Not only are those currently on remand being left behind bars, but they are continuing to remand new people in custody. Moscow’s Tverskoi district court authorized the detention of “police ombudsman” Vladimir Vorontsov, who has been charged with extortion, something he emphatically denies. This decision was made in defiance of the Russian Supreme Court’s recommendation not to send suspects to pre-trial detention centres during the coronavirus epidemic. On 18 May, the Sharyinsky district court in Kostroma region refused to replace part of the unexpired term of Danil Beglets, defendant in the Moscow Case, with a milder sentence. The prosecutor’s office was against this, although the prison colony administration was not opposed to changing the sentence.
No less important, in my opinion, are examples to the contrary when courts put off decisions that could have a beneficial effect on a prisoner and reduce the risk to health. The question of the parole of scientist and former Mash employee Vladimir Lapygin (who in all likelihood is a victim of the spy mania that has gripped the security services) has not yet been considered.

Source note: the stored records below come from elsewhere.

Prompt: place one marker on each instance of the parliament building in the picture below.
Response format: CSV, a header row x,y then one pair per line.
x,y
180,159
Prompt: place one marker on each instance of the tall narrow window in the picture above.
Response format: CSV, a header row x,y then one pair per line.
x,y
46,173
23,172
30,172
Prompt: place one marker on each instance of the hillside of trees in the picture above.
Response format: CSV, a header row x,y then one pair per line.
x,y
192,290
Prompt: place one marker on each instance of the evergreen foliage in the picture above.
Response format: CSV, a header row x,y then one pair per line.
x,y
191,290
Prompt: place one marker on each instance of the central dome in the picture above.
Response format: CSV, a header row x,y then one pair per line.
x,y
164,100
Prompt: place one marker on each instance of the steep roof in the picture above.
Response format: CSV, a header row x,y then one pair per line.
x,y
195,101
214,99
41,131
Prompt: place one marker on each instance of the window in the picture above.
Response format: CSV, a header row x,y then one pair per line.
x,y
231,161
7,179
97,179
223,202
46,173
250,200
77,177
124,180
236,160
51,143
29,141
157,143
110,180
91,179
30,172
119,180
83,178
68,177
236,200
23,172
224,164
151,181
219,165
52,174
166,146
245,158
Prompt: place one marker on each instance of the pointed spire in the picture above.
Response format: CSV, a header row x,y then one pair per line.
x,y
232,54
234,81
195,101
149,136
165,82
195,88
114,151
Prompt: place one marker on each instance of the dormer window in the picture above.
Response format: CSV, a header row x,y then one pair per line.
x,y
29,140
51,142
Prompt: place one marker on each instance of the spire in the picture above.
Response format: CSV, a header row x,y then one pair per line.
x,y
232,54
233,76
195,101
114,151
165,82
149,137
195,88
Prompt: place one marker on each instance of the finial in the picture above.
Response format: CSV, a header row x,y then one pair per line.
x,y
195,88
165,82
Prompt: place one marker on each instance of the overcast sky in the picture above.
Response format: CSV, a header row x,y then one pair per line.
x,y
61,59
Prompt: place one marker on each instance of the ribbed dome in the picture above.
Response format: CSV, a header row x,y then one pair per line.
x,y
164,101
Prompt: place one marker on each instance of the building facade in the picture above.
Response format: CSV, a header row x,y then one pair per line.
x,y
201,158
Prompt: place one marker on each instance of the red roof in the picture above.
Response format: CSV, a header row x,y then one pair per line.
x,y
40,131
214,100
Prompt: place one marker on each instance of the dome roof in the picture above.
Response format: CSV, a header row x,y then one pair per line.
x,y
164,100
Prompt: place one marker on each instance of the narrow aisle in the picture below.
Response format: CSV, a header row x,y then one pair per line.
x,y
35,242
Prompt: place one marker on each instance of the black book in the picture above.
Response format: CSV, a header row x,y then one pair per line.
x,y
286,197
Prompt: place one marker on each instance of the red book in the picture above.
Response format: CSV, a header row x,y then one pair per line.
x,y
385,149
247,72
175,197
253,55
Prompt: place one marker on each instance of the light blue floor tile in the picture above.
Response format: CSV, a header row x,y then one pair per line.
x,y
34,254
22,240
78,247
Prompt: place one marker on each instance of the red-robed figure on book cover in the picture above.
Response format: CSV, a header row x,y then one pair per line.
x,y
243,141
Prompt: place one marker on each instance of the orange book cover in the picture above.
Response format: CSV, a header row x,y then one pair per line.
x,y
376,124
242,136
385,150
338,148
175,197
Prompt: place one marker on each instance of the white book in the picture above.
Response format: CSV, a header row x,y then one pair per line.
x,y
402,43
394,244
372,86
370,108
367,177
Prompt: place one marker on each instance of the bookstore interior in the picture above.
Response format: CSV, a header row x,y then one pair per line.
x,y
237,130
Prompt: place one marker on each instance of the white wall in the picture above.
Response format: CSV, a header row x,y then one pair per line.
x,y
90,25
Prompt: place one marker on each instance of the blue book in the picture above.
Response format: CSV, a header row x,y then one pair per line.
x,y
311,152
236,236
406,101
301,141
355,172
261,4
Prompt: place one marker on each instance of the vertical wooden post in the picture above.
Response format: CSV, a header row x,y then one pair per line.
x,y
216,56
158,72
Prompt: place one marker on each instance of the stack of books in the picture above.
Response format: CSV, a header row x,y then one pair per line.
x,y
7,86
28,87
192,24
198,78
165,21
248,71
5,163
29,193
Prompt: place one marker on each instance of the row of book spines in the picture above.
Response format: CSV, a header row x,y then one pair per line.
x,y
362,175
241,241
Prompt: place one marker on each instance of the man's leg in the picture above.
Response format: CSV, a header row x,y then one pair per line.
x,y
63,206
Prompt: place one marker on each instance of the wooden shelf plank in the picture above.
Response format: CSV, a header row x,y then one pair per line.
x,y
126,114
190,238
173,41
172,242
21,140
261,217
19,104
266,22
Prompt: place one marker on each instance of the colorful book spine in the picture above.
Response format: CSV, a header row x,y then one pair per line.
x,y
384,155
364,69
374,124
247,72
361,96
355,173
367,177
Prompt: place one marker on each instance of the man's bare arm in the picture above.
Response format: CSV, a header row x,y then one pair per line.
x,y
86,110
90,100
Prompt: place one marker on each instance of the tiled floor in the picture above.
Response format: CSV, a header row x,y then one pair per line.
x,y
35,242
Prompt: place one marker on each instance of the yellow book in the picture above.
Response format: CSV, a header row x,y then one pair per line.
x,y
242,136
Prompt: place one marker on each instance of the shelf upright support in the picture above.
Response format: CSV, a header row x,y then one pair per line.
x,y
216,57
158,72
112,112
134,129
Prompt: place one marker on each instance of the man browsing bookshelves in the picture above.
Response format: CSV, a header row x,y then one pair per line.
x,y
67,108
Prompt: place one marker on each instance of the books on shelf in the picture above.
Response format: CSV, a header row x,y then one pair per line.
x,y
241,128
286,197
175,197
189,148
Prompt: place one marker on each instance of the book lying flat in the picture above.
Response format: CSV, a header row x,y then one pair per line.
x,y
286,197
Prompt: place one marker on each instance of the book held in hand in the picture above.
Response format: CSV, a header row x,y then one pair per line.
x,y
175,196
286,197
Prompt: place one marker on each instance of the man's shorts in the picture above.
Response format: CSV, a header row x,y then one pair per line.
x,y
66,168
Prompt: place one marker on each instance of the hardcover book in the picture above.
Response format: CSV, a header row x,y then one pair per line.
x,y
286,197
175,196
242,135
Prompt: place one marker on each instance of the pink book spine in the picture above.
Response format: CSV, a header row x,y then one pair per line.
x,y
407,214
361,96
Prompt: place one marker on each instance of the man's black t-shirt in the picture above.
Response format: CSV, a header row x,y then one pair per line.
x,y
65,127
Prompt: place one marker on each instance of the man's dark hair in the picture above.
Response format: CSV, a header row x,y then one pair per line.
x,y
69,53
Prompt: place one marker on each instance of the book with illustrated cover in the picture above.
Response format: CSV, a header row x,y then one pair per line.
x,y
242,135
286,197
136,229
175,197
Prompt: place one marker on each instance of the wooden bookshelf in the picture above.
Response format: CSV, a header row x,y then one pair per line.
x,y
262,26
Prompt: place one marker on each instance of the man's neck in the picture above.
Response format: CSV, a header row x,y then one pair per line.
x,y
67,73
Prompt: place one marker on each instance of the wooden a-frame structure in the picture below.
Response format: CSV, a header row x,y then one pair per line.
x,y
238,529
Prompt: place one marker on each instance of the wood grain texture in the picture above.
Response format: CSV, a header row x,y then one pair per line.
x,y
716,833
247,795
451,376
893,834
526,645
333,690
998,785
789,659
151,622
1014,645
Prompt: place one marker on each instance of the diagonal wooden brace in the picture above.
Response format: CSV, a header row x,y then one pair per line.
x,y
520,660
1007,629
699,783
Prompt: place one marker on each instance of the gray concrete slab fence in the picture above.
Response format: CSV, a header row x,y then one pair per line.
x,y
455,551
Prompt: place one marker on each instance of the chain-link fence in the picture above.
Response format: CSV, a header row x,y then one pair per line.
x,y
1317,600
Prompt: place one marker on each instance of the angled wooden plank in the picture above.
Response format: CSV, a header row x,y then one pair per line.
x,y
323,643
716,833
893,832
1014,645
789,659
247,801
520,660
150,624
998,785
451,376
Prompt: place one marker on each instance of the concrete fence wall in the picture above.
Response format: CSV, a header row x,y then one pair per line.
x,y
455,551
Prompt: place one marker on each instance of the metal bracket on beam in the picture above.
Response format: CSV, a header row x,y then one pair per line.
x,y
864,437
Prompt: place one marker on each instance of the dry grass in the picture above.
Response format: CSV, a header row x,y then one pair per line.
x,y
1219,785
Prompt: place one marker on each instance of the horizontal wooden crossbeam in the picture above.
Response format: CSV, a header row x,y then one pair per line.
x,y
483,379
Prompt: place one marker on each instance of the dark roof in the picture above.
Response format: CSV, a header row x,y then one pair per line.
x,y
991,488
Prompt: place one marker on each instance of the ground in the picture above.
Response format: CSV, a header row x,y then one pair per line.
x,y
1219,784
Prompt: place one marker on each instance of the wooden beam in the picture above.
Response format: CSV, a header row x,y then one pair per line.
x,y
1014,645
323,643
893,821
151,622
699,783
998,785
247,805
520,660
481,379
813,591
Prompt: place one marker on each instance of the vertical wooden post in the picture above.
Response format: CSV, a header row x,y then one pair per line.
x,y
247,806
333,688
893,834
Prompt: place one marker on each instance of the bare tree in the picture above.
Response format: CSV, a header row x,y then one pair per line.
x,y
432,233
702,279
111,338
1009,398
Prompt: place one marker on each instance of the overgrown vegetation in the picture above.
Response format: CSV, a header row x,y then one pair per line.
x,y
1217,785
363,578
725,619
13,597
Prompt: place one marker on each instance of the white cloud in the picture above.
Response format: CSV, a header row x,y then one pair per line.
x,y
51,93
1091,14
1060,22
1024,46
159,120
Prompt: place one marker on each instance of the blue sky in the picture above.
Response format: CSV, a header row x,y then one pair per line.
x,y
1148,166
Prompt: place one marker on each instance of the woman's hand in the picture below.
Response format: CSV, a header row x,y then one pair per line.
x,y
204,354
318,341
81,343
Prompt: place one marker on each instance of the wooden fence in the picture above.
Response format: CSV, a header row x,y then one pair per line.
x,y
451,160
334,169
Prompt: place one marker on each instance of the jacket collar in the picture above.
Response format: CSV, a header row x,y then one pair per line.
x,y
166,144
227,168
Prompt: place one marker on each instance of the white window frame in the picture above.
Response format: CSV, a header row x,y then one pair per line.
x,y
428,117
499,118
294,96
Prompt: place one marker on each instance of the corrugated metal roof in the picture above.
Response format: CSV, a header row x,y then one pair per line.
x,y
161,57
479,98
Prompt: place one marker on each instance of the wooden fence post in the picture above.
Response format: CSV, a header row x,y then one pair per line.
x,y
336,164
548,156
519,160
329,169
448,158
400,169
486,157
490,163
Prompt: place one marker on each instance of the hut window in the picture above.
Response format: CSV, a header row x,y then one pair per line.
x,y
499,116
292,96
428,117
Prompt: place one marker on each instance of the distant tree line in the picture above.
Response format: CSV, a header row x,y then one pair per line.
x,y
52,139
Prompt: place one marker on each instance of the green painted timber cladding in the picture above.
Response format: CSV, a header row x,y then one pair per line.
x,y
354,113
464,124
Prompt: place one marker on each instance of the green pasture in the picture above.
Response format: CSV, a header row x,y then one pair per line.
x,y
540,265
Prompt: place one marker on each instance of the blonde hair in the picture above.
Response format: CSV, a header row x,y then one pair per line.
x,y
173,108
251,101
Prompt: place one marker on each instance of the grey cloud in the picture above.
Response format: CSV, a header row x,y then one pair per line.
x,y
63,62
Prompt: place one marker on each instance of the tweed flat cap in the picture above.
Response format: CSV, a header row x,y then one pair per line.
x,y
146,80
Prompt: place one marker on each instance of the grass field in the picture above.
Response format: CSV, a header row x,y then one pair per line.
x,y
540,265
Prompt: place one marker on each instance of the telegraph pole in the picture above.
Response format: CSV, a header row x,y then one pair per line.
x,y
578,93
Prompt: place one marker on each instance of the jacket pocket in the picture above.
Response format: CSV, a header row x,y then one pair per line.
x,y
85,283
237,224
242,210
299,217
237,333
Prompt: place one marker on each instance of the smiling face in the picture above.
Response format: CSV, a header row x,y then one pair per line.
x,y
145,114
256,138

He, like Dmitriev, was recognized as a political prisoner by Memorial. Lapygin will be 80 this year. Due to his age, he is in the “coronavirus risk group”. Given the time he has spent behind bars, Lapygin has the right to parole. However, during the so called pandemic “non-working days” the trial was constantly postponed, despite the fact that we are talking about something that is vitally important.
Complaints concerning penalties, including the placement of Aleksandr Markin in a punishment cell, which I wrote about earlier, are also on hold. In early March, the Torbeev district court in Mordovia rejected Markin and his lawyer’s demands. Markin intended to appeal the decision but access to prisons has since been stopped due to the pandemic. As such, Markin and his lawyer have been unable to agree the content of their complaint.
Of course, the removal of penalties is not as vital as, say, the release from custody of an elderly person suffering from various diseases, but one should not forget the surrounding circumstances. When neither a lawyer, nor human rights activists, nor relatives of a prisoner, can find out about their wellbeing or whether they have an issue with the prison authorities, due to the ban on prison visits, it is another reason to have concern for their safety. Such a scenario, however, can be found in most Russian prisons and pre-trial detention centres. I think that no sane person doubts that it is vitally important to observe precautionary measures during a pandemic, especially in confined areas such as penitentiaries, but why not in the age of technological progress have telephones available for prisoners? Why not organize online court hearings for all involved in them?
During the coronavirus pandemic, we have not learnt anything fundamentally new about the Russian judicial system. It has in fact shown us the problems that have built up. A pandemic is, of course, a tragedy, especially for those who whose relatives have had the disease or who have had it themselves, whether they are doctors who have had the illness or are close to those who have died from it. However, it is also a unique experience that provides us with the opportunity to learn something – methods of fighting the disease, mutual assistance. Such situations give the state a chance to demonstrate humanism. Unfortunately, the Russian courts, it would appear, did not seize this opportunity.